Adjunct Professor of Ethnomusicology
BA, University of Illinois, Urbana-Champaign
MA, University of California, Los Angeles
PhD, University of California, Los Angeles
 
Otto Stuparitz's research explores the traditional and popular musics of Indonesia, examining how musical communities grapple with the overlapping meanings of local musics circulating globally and global musics made local. His work has included recording studio aesthetics and Balinese gamelan gong kebyar pedagogies related to time, economics, and value.

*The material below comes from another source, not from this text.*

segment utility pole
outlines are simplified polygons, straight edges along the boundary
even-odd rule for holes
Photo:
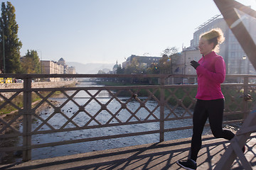
[[[5,69],[5,54],[4,54],[4,31],[3,26],[3,62],[4,62],[4,73],[6,73]]]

His current book project, Java Jazz: A Politics of Preservation, investigates the history and contemporary practice of Indonesian jazz, by analyzing the socio-political contexts of grassroots archives affecting the historiography of Indonesian jazz and datafication practices in the Indonesian music industry. His research and scholarship focus on various topics related to popular music, capitalism, globalization, technology, anthropology, and world jazz.
 
He has presented his work around the world and won the Honorable Mention for the Society of Economic Anthropology Harold K. Schneider Student Paper Prize in 2021. He has written chapters for books like Regional and Rural Perspectives on Popular Music Scenes, Balungan, and The Routledge Companion to Diasporic Jazz Studies. He served as the Editor-in-Chief of the Ethnomusicology Review and restored the UCLA Javanese gamelan Khjai Mendung (The Venerable Dark Cloud) with Pak Djoko Walujo Wimboprasetyo. He has taught the Intercultural Improvisation Ensemble, Global Pop, Jazz in American Culture, and Music and Media.
 
Otto is also a performer with gamelan ensembles in the Southern California area based upon traditional and contemporary styles from Central Java, West Java, and Bali. He has worked as a bassist, composer, and arranger with jazz and traditional fusion musicians in Indonesia, such as his West Javanese group Bluesukan, performing global standards, compositions from an Indonesian Jazz “Real Book,” and traditional forms.